Produits chimiques à Sainte-Clotilde

Produits chimiques à Sainte-Clotilde
2000 barils contenant des matières dangereuses sont entreposés illégalement dans ce séchoir à oignons de Sainte-Clotilde.

Environnement – Le ministère du Développement durable, de l’Environnement et de la lutte contre les changements climatiques a émis une ordonnance à deux entreprises de Montréal pour qu’elles cessent l’expédition et l’entreposage illégal de 2000 barils de matières dangereuses dans un bâtiment agricole à Sainte-Clotilde, le 17 octobre dernier.

Les entreprises qui utilisent ce local sont L.R. Print.Sol et L.R. Print.Sol Environnement, qui sont basées à Saint-Léonard. Elles se spécialisent dans la vente de produits chimiques nécessaires à la fabrication d’encre.

Les deux entreprises visées par cette ordonnance disposent de 30 jours pour sécuriser les lieux et disposer ces barils de matières dangereuses dans un lieu autorisé à cette fin. Elles devaient transmettre une confirmation écrite de leurs intentions dans les 24 heures suivant la réception de l’ordonnance, ce qu’elles n’ont toujours pas fait. En attendant, le lieu est gardé 24 heures sur 24 par une agence de sécurité depuis le 20 septembre, et ce, aux frais du Ministère.

Le Service de sécurité incendie de la MRC des Jardins-de-Napierville et la Sûreté du Québec ont découvert les barils en juin dernier, suite à un appel du propriétaire du bâtiment en question, un séchoir à oignons situé au 802, rang 3. Lors de cette intervention, la SQ a aussi intercepté un camion rempli de 96 barils.

Risque d’incendie

L’entreposage de ces barils «représente un risque d’atteinte sérieuse à la santé humaine ou à l’environnement». De plus, au regard du «caractère hautement inflammable des substances contenues dans certains barils, les risques d’incendie sont élevés», est-il écrit dans dans l’ordonnance du ministère de l’Environnement transmise aux entreprises fautives.

On peut aussi y lire qu’«advenant un incendie, il existe un risque de projection de barils sous l’effet de la chaleur» et que le risque d’émissions de substances toxiques dans les fumées nécessiterait une évacuation dans un vaste périmètre.

L.R. Print.Sol

Le Coup d’œil est parvenu à parler au directeur de l’entreprise, Tony Abdolly. Il a d’abord affirmé que le propriétaire, Reza Tehrani, était à l’extérieur du pays. M. Abdolly nous a expliqué qu’il n’avait aucune information par rapport au site de Sainte-Clotilde. Selon lui, ce n’est pas son entreprise qui loue ce local.

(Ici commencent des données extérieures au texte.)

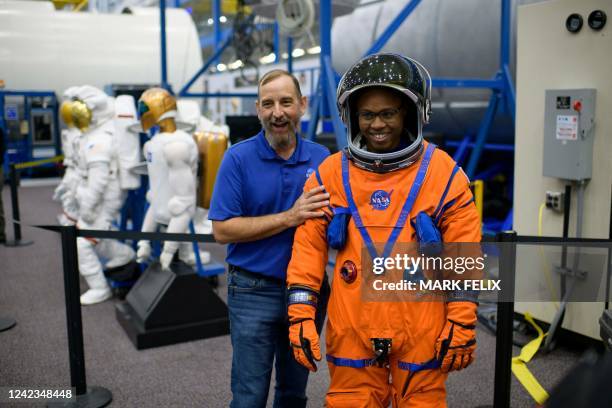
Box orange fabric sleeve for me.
[287,166,333,293]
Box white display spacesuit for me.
[72,85,134,305]
[53,87,81,225]
[137,88,198,269]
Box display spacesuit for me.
[176,99,229,258]
[137,88,198,269]
[72,85,134,305]
[287,54,481,408]
[53,87,81,225]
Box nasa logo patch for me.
[370,190,393,211]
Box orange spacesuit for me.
[287,55,481,408]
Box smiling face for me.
[356,87,405,153]
[256,75,306,151]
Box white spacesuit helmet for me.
[71,85,115,131]
[336,53,431,173]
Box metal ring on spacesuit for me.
[340,261,357,283]
[287,285,319,307]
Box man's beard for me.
[260,120,297,149]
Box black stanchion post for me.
[6,163,32,246]
[49,226,113,407]
[0,317,17,332]
[493,232,516,408]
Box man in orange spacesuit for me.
[287,54,481,408]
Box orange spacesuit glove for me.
[435,302,478,373]
[289,303,321,371]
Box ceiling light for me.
[259,52,276,64]
[227,60,244,69]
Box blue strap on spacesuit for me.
[414,211,442,256]
[325,354,375,368]
[433,164,460,225]
[325,354,441,373]
[327,207,351,249]
[342,143,436,259]
[397,358,442,373]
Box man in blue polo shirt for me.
[209,70,329,408]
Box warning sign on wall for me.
[557,115,578,140]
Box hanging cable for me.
[276,0,315,38]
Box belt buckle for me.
[370,337,393,367]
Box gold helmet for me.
[138,88,176,132]
[60,101,74,128]
[70,99,92,132]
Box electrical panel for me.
[543,89,595,180]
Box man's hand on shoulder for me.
[286,186,329,227]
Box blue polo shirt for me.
[208,130,329,279]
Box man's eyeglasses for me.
[357,108,402,123]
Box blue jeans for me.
[227,266,329,408]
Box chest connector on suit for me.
[370,338,392,367]
[340,261,357,283]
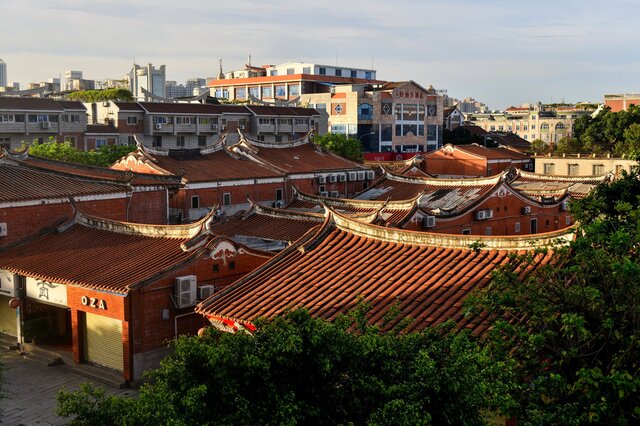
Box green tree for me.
[29,138,136,167]
[66,88,134,102]
[58,310,511,425]
[313,133,364,161]
[472,168,640,425]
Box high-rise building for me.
[127,64,166,101]
[0,58,7,87]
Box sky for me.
[0,0,640,109]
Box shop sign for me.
[27,277,67,306]
[0,270,16,297]
[80,296,107,311]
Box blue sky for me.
[0,0,640,108]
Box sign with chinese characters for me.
[0,269,18,297]
[80,296,107,311]
[27,277,67,306]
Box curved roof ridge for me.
[71,198,214,239]
[327,208,574,250]
[384,169,506,186]
[238,129,313,149]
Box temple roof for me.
[196,212,573,333]
[229,133,364,174]
[0,210,270,294]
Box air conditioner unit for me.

Selon M. Abdolly, les barils appartiennent à L.R. Print.Sol, mais leur contenu appartiendrait plutôt à ses clients. «Tout le monde utilise mes barils, dit-il. Je ne fais pas d’encre. Mes clients font de l’encre avec mes produits chimiques.»

Une enquête au niveau pénal pourrait être déclenchée compte tenu de l’inaction de l’entreprise, prévient M. Ouellet. «Le ministère peut faire les travaux et prendre les mesures pour réclamer les frais à l’entreprise», soutient M. Ouellet.

Le 2 mars 2013, le quotidien La Presse rapportait que Le propriétaire de L.R. Print.Sol, l’homme d’affaires Reza Tehrani, a été arrêté par la Gendarmerie royale du Canada en novembre 2012. Il a été accusé de complot, fraude et abus de confiance pour des délits présumément commis par l’intermédiaire de ses entreprises, dont L.R. Print.Sol.